Checking In With Eric Dishman: Intel Exec Sees Opportunity In Demographic Time Bomb

As patients age, their medical costs soar – more than 25 percent of all Medicare spending is in the last year of life – and the United States is quickly growing older on average. Health reformers hoping to ‘bend the cost-curve’ will have to confront that inconvenient trend.

In 2000, 600 million people worldwide were older than age 60. By 2025, this number is expected to double. And in the United States, projections indicate that in two decades seniors will make up nearly one-quarter of the nation’s population. For many, this “age wave” is fraught with economic uncertainty. Eric Dishman sees the demographic shift as a market opportunity.

As the director for health innovation and policy at Intel, the Santa Clara, Calif.-based microprocessor pioneer, Dishman dreams up products and strategies to improve care for this rapidly growing segment of the population. He helped develop the FDA-approved Intel Health Guide, a product that allows doctors to electronically monitor and manage care, allowing patients to stay their homes. This concept and others in the pipeline are meant to redefine the role of institutions like hospitals and nursing homes, keeping costs down while improving care.

KHN’s Christopher Weaver spoke to Dishman in late July just after the Intel exec finished a lobbying trip to Washington. Here are edited excerpts. 

Q: What were you doing on the Capitol Hill last month?

A: I was evangelizing [about] moving health care to the home as a fundamental part of our health reform strategy. We went to almost all the major players’ offices trying to say ‘look, I understand you are focused on coverage. But the coverage-of-the-uninsured message has sucked the oxygen out of the room. You’re not going to pay for the uninsured if you don’t fundamentally change delivery. You can’t separate payment, coverage and delivery. They’ve all three got to be re-imagined.’

Everyone talks about the 80 percent of costs from 20 percent of the people, but a high percentage of those people can be cared for appropriately, safely, effectively and remotely — via secure e-mail with their doctor, via remote patient monitoring where you’re capturing their vital signs at home, via video conference check-in by their nurse.

Q: How broad are these opportunities?

A: The President needs to put out a going-to-the-moon call for innovation that says, by 2015, a third of all care in the United States is done at home, and not in the institution. From a market opportunity stand point, you’re talking about 2 billion people on the planet age 60 and above halfway through this century. Somebody [in] Europe, or the U.S., or Japan — is going to develop virtual care technologies, systems, services and know-how. They’re going to use it for their own country, and then they’re going to sell [it] to other nations. I sure would like the U.S. to reap the benefit of that.

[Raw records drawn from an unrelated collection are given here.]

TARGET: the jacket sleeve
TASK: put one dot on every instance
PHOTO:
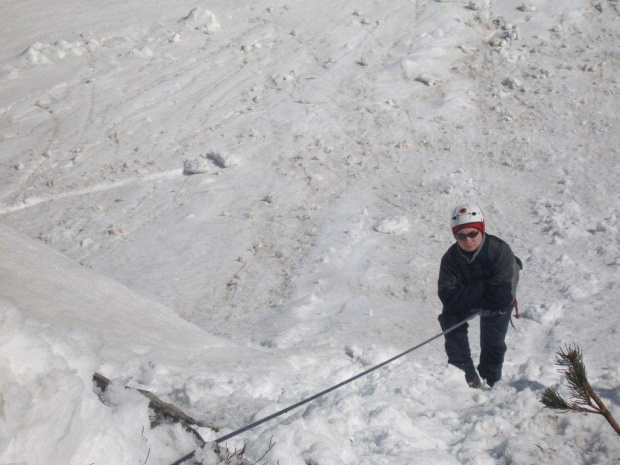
(498, 287)
(455, 295)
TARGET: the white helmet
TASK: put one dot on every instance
(467, 215)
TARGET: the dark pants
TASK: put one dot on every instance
(493, 331)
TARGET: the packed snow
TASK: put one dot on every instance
(236, 205)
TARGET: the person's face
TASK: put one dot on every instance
(467, 243)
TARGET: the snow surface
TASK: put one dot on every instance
(331, 141)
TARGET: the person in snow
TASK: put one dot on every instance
(479, 273)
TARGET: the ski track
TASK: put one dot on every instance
(324, 105)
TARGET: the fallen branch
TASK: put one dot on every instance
(585, 400)
(163, 410)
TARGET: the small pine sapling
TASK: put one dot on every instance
(584, 399)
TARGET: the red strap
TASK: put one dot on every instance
(516, 305)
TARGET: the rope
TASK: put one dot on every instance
(326, 391)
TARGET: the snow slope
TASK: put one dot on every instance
(274, 181)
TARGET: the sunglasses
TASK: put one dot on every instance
(463, 236)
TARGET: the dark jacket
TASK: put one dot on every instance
(487, 281)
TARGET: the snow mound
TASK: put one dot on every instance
(46, 372)
(225, 160)
(40, 53)
(203, 20)
(394, 225)
(197, 166)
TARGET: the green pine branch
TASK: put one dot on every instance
(584, 399)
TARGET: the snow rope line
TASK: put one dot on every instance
(326, 391)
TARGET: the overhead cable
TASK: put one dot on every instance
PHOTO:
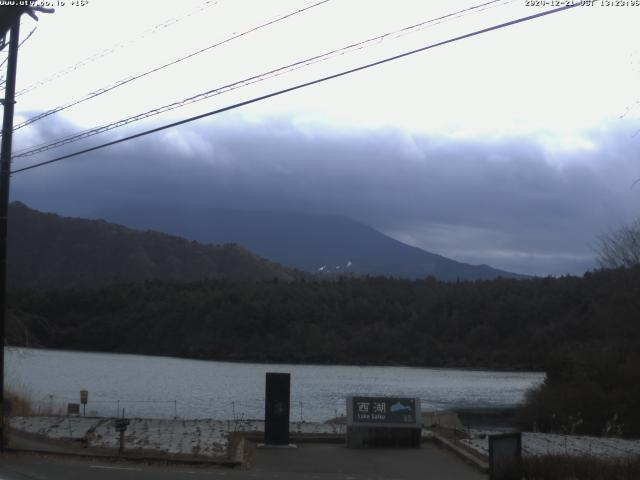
(139, 75)
(33, 150)
(299, 86)
(118, 46)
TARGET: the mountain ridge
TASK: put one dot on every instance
(305, 241)
(47, 250)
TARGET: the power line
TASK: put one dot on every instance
(301, 85)
(2, 80)
(103, 53)
(33, 150)
(137, 76)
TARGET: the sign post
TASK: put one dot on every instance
(276, 409)
(73, 409)
(121, 426)
(505, 454)
(84, 397)
(383, 421)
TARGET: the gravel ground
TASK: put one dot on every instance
(536, 444)
(202, 437)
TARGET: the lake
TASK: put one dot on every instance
(148, 386)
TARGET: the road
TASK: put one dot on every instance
(308, 462)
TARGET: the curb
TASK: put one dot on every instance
(468, 457)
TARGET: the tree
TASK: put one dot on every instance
(621, 247)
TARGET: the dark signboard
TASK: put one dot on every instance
(505, 452)
(384, 410)
(121, 424)
(277, 400)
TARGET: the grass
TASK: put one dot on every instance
(560, 467)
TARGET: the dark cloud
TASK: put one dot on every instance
(515, 203)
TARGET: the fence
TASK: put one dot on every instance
(217, 408)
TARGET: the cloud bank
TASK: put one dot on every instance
(532, 204)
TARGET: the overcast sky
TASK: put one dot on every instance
(515, 148)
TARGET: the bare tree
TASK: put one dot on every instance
(621, 247)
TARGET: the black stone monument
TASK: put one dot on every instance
(276, 409)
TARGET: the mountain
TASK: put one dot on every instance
(50, 251)
(310, 242)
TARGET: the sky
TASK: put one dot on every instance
(516, 148)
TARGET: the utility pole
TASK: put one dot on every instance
(5, 169)
(10, 21)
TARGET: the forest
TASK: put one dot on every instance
(584, 332)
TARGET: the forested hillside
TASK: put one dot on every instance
(584, 332)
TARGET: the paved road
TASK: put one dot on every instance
(308, 462)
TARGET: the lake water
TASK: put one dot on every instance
(166, 387)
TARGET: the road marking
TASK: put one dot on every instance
(108, 467)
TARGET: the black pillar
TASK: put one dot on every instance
(276, 409)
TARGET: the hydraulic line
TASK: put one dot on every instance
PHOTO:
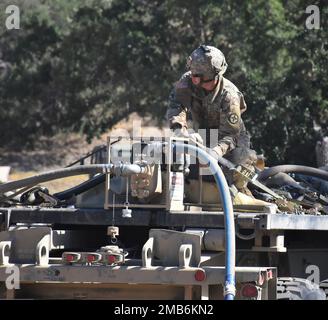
(121, 169)
(289, 168)
(230, 249)
(84, 186)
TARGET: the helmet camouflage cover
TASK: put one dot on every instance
(208, 61)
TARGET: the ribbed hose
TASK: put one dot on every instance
(289, 168)
(122, 169)
(230, 246)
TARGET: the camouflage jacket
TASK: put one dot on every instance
(220, 109)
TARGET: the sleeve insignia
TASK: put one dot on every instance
(233, 118)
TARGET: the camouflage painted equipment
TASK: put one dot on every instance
(208, 61)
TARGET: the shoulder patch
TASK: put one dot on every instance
(233, 118)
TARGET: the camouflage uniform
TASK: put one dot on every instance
(219, 109)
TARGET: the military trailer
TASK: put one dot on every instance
(144, 227)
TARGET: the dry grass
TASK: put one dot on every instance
(63, 149)
(55, 185)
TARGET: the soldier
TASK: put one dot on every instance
(214, 103)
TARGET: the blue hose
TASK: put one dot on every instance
(230, 249)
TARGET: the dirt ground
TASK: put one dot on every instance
(63, 149)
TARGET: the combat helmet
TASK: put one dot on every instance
(208, 61)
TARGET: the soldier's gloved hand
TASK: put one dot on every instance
(217, 151)
(196, 138)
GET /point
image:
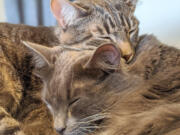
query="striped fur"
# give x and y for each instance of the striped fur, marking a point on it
(101, 21)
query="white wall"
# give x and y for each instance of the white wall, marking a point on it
(2, 13)
(161, 18)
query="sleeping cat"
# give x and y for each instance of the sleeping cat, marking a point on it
(94, 92)
(30, 114)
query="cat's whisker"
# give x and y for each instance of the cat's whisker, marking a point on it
(94, 116)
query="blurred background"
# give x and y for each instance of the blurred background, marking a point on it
(158, 17)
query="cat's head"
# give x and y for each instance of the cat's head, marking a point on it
(94, 22)
(80, 87)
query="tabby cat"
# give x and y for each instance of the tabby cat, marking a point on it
(94, 92)
(23, 112)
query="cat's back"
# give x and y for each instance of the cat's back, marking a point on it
(41, 34)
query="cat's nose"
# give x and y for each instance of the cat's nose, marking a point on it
(61, 130)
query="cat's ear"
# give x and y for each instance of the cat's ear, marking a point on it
(106, 57)
(66, 12)
(41, 58)
(132, 4)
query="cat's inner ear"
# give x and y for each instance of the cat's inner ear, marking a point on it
(42, 58)
(107, 56)
(66, 12)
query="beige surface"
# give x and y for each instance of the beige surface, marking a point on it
(2, 11)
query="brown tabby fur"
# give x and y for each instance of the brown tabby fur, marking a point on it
(88, 95)
(22, 110)
(84, 95)
(17, 62)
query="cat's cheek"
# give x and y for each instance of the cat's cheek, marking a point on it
(50, 109)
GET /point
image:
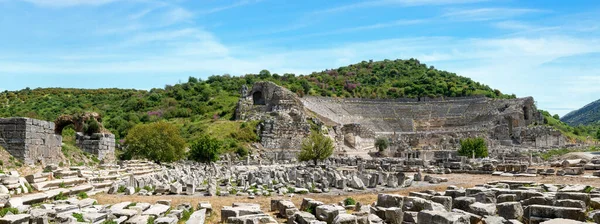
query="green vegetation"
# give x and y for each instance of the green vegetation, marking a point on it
(473, 146)
(159, 141)
(381, 143)
(185, 215)
(82, 195)
(78, 216)
(205, 149)
(193, 104)
(60, 196)
(109, 221)
(316, 147)
(349, 201)
(560, 152)
(130, 205)
(580, 132)
(3, 211)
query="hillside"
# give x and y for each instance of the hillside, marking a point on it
(206, 106)
(587, 115)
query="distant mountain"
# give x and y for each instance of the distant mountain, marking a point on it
(589, 114)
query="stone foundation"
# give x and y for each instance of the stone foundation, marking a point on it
(31, 140)
(99, 144)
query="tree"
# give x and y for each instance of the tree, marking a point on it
(159, 142)
(381, 143)
(205, 149)
(316, 147)
(469, 146)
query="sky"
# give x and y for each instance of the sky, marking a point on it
(548, 49)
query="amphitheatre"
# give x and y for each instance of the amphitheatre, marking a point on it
(419, 178)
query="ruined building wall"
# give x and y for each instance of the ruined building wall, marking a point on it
(31, 140)
(284, 123)
(100, 144)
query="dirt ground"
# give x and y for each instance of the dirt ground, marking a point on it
(460, 180)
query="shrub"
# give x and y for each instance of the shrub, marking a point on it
(6, 210)
(205, 149)
(79, 217)
(160, 142)
(121, 189)
(381, 143)
(349, 201)
(242, 151)
(470, 146)
(91, 126)
(60, 196)
(82, 195)
(316, 147)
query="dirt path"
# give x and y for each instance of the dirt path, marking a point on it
(365, 197)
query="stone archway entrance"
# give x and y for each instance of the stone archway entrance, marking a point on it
(258, 98)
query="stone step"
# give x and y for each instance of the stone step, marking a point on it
(41, 186)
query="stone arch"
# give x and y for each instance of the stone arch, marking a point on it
(258, 98)
(60, 124)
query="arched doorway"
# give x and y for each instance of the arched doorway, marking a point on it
(258, 98)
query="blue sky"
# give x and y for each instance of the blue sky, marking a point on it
(546, 49)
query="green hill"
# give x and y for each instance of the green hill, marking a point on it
(206, 106)
(587, 115)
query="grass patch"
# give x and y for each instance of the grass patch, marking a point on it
(60, 196)
(349, 201)
(185, 215)
(82, 195)
(560, 152)
(79, 217)
(6, 210)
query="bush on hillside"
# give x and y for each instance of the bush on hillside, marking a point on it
(205, 149)
(470, 146)
(159, 142)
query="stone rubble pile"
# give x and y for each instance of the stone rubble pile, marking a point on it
(87, 210)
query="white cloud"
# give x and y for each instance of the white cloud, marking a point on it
(483, 14)
(401, 3)
(231, 6)
(69, 3)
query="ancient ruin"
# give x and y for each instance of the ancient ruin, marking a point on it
(101, 144)
(412, 126)
(30, 140)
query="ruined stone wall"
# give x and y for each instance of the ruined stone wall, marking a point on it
(31, 140)
(100, 144)
(284, 123)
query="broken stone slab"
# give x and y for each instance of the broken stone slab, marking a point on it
(156, 210)
(544, 211)
(441, 217)
(166, 220)
(198, 217)
(229, 211)
(482, 209)
(345, 219)
(94, 217)
(561, 221)
(15, 219)
(389, 200)
(327, 213)
(138, 219)
(510, 210)
(254, 218)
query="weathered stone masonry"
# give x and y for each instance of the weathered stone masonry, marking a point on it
(30, 140)
(100, 144)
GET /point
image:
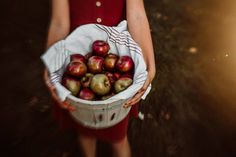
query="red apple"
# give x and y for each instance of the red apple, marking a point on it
(86, 94)
(100, 48)
(86, 80)
(71, 84)
(95, 64)
(124, 64)
(76, 68)
(111, 77)
(122, 84)
(100, 84)
(117, 75)
(77, 57)
(107, 96)
(110, 61)
(88, 55)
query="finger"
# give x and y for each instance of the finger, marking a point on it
(134, 99)
(146, 84)
(71, 108)
(135, 102)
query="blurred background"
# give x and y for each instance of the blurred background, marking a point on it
(191, 111)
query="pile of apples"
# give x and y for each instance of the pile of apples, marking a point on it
(98, 75)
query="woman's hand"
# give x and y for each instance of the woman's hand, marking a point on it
(64, 104)
(137, 97)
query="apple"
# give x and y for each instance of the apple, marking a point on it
(111, 77)
(71, 84)
(88, 55)
(76, 68)
(100, 84)
(86, 80)
(77, 57)
(86, 94)
(117, 75)
(95, 64)
(124, 64)
(107, 96)
(122, 84)
(110, 61)
(100, 48)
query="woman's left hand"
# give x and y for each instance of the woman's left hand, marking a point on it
(137, 97)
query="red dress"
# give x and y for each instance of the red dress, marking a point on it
(106, 12)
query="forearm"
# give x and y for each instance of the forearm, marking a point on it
(139, 29)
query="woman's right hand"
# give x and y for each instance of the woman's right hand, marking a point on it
(52, 90)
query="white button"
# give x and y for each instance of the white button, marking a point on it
(99, 20)
(98, 3)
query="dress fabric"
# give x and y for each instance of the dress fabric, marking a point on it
(106, 12)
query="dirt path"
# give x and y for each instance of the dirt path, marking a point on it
(189, 113)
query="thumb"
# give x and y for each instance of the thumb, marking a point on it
(146, 84)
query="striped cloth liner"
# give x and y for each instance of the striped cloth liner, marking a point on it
(79, 41)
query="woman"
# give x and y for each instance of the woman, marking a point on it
(69, 14)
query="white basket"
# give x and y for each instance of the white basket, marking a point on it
(105, 113)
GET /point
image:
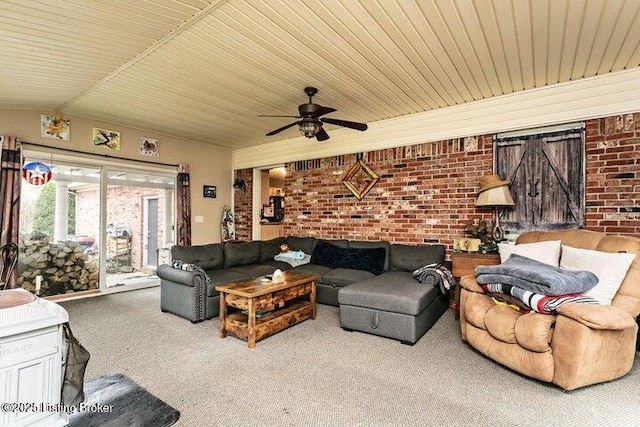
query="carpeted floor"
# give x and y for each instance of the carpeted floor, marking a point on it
(315, 374)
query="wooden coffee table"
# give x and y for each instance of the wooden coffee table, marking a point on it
(266, 307)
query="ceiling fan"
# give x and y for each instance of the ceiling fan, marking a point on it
(311, 121)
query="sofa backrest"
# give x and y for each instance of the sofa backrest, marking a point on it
(241, 253)
(304, 244)
(206, 256)
(363, 244)
(270, 248)
(412, 257)
(628, 296)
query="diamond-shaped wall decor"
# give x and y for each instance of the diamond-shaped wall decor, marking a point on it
(360, 179)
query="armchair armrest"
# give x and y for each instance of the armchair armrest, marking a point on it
(187, 278)
(597, 316)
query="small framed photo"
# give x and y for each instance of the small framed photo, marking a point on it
(149, 146)
(106, 138)
(209, 191)
(55, 127)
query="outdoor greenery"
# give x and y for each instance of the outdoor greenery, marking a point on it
(44, 211)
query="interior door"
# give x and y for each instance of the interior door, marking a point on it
(547, 179)
(152, 232)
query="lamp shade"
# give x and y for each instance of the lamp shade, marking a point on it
(497, 196)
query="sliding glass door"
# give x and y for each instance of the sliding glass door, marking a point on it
(139, 219)
(59, 228)
(90, 228)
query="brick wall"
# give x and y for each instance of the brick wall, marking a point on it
(426, 192)
(613, 174)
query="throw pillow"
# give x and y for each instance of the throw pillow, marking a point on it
(547, 252)
(610, 268)
(367, 259)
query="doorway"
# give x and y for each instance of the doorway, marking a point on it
(151, 231)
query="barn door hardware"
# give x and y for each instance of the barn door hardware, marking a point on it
(533, 188)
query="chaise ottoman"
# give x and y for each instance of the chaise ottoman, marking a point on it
(393, 305)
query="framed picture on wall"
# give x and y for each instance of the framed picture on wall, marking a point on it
(55, 126)
(106, 138)
(149, 146)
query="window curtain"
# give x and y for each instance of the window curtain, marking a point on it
(10, 194)
(183, 235)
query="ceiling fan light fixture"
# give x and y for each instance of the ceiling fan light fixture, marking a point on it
(309, 128)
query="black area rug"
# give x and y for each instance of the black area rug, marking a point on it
(114, 400)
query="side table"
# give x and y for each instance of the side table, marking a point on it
(464, 264)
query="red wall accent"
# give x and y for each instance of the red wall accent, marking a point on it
(426, 192)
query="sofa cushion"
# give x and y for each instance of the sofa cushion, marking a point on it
(367, 259)
(344, 276)
(373, 244)
(341, 243)
(241, 253)
(393, 291)
(206, 256)
(304, 244)
(316, 270)
(270, 248)
(411, 257)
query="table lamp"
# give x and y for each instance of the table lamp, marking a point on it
(494, 193)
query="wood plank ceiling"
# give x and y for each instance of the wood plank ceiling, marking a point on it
(203, 70)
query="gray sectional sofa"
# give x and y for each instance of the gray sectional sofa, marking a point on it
(371, 281)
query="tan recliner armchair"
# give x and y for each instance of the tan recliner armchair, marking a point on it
(581, 345)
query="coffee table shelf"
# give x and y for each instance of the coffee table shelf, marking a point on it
(296, 311)
(281, 303)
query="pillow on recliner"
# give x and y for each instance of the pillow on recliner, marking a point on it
(610, 268)
(547, 252)
(367, 259)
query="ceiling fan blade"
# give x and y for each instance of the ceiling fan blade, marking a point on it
(325, 110)
(345, 123)
(291, 117)
(322, 135)
(273, 132)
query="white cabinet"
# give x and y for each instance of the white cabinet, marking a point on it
(31, 363)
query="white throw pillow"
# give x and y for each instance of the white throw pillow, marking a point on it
(547, 252)
(611, 268)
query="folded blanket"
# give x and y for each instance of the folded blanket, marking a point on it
(176, 263)
(535, 276)
(295, 260)
(528, 301)
(435, 275)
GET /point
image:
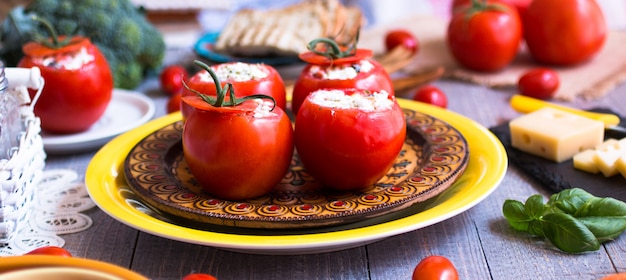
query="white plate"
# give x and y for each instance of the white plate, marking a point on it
(127, 110)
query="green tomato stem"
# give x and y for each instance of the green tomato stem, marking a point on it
(219, 99)
(332, 49)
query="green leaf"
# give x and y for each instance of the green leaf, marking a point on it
(569, 234)
(569, 200)
(534, 206)
(516, 215)
(605, 228)
(601, 207)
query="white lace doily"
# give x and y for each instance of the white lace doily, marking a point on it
(59, 199)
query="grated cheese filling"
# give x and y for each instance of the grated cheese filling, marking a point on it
(341, 72)
(236, 72)
(66, 61)
(366, 101)
(263, 109)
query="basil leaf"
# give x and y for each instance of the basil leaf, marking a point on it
(569, 234)
(534, 206)
(601, 207)
(569, 200)
(516, 215)
(605, 217)
(604, 228)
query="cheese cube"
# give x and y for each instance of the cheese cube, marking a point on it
(555, 134)
(607, 143)
(584, 161)
(621, 164)
(606, 156)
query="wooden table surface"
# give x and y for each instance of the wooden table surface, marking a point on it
(478, 241)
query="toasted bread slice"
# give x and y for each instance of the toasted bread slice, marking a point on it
(287, 31)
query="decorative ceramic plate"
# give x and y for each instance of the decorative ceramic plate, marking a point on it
(127, 110)
(88, 268)
(433, 156)
(109, 189)
(204, 48)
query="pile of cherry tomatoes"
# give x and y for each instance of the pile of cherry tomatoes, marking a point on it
(486, 36)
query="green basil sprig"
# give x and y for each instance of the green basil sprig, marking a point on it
(574, 220)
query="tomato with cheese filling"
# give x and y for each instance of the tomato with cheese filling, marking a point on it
(335, 68)
(348, 139)
(236, 147)
(245, 78)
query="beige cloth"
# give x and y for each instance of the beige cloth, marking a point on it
(588, 81)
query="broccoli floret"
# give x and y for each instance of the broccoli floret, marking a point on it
(132, 73)
(132, 46)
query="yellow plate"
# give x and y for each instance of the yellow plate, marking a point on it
(34, 262)
(487, 166)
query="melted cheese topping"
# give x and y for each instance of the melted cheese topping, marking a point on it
(72, 61)
(341, 72)
(236, 72)
(263, 109)
(366, 101)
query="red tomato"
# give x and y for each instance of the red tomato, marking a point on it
(174, 102)
(435, 268)
(235, 151)
(271, 85)
(520, 5)
(401, 37)
(431, 95)
(484, 36)
(51, 251)
(73, 98)
(540, 83)
(348, 148)
(199, 276)
(564, 32)
(615, 276)
(171, 79)
(313, 75)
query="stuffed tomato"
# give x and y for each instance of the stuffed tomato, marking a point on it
(79, 83)
(337, 69)
(236, 148)
(246, 79)
(348, 139)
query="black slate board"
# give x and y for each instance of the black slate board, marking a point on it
(559, 176)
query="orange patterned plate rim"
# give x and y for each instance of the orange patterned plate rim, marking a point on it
(434, 155)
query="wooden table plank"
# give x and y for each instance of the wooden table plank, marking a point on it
(161, 258)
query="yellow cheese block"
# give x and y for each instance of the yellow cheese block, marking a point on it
(555, 134)
(584, 161)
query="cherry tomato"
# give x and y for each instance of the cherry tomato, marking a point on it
(564, 32)
(431, 95)
(520, 5)
(484, 36)
(76, 93)
(365, 73)
(401, 37)
(269, 83)
(615, 276)
(171, 79)
(348, 148)
(435, 268)
(51, 251)
(174, 102)
(199, 276)
(540, 83)
(235, 150)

Q: How’s the rest of the world doing at this?

A: If you look at Europe, they’re way ahead of us on the age-wave curve. In their discussion of health reform, they’ve made it clear that home-based care has to be a fundamental part of their international strategy. They’re setting themselves up to not only solve the cost problem in Europe. They’re setting themselves up to be at the forefront of this new care-services industry and to deliver those services to other parts of the world like India and China where the really large market opportunities are.

Q: How did you get into health care?

A: I was a family care giver for a grandmother with Alzheimer’s when I was sixteen. My focus on independent living and disease management started way back then. I’ve been thinking for a long time something’s got to give, because it was a pretty miserable experience.

I’m trained in anthropology, ethnography, a lot of the qualitative methodologies in sociology and psychology. Almost twenty years ago, [I was] invited to be the first intern for [Microsoft co-founder] Paul Allen’s think tank, Interval Research. It was great. One of my projects was on technologies for places that don’t have any, like nursing homes.

Q: Wasn’t it a leap to go from anthropology to health technology?

A: When I came to Intel my very first work was not on health care. It was on digital entertainment. We were doing studies of what we now know as iPods, and [Personal Video Recorders] and TiVo. Those things didn’t exist then but we knew they were coming, so we were trying to understand people’s relationships to media. We went to live in and observe [people’s] homes. [We’d see] people struggling to deal with chronic disease or to take their eight medications a day. The families would start talking to us about, “Gosh, if you guys really want to help us, design some technologies that would help take care of my Mom.”